Although the percentage of women in leadership roles at Google has increased from 20.8 to 25.5 percent in the last four years, women still make up only 30.9 percent of its global workforce while men 69.1 percent, the tech giant has revealed.
In its annual diversity report released on 14 June, Google said it has made some progress in leadership ranks by gender and ethnicity.
"The data in this report shows that despite significant effort, and some pockets of success, we need to do more to achieve our desired diversity and inclusion outcomes," said Danielle Brown, VP-Chief Diversity and Inclusion Officer.
In 2017, women hires in tech positions rose to 24.5 percent, although overall hiring of women dropped from 31.4 percent to 31.2 percent.
"Since 2014, women hires in tech have increased from 20.8 percent to 24.5 percent, which shows that our focus on hiring more women into technical positions is having impact," said Brown.
The diversity report came after a year when an employee named James Damore sent out a long anti-diversity memo and was later fired.
Damore's memo, titled "Google's Ideological Echo Chamber", claims that when it comes to technology, there is a biological difference between men and women.
In February this year, the US National Labour Relations Board (NLRB) said that Google did not violate labour laws when it fired Damore.
According to the new diversity report, in terms of race and ethnicity (US data only), 2.5 percent of Google's workforce is Black, 3.6 percent is Hispanic/Latin, 36.3 percent is Asian and 53.1 percent is White.
"Our gains in women's representation have largely been driven by White and Asian women.

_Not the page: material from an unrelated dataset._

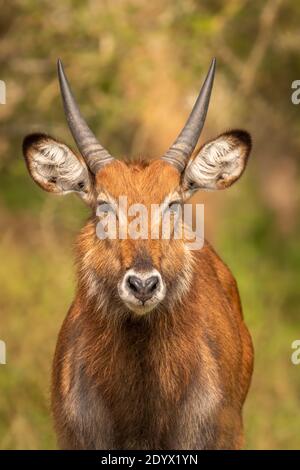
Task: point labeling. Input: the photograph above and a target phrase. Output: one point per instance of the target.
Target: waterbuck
(154, 352)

Representation of Asian women increased considerably to 12.5 percent of Google's workforce, up from 10 percent overall in 2014," the report noted.
This is lower than the increase for Asian men who make up 25.7 percent of Google, up from 21.4 percent in 2014.
Attrition rates in 2017 were highest for Black Googlers followed by Latin Googlers, and lowest for Asian Googlers.
"Black Googler attrition rates, while improving in recent years, have offset some of our hiring gains, which has led to smaller increases in representation than we would have seen otherwise."
"We're working hard to better understand what drives higher attrition and taking focused measures to improve it," Brown added.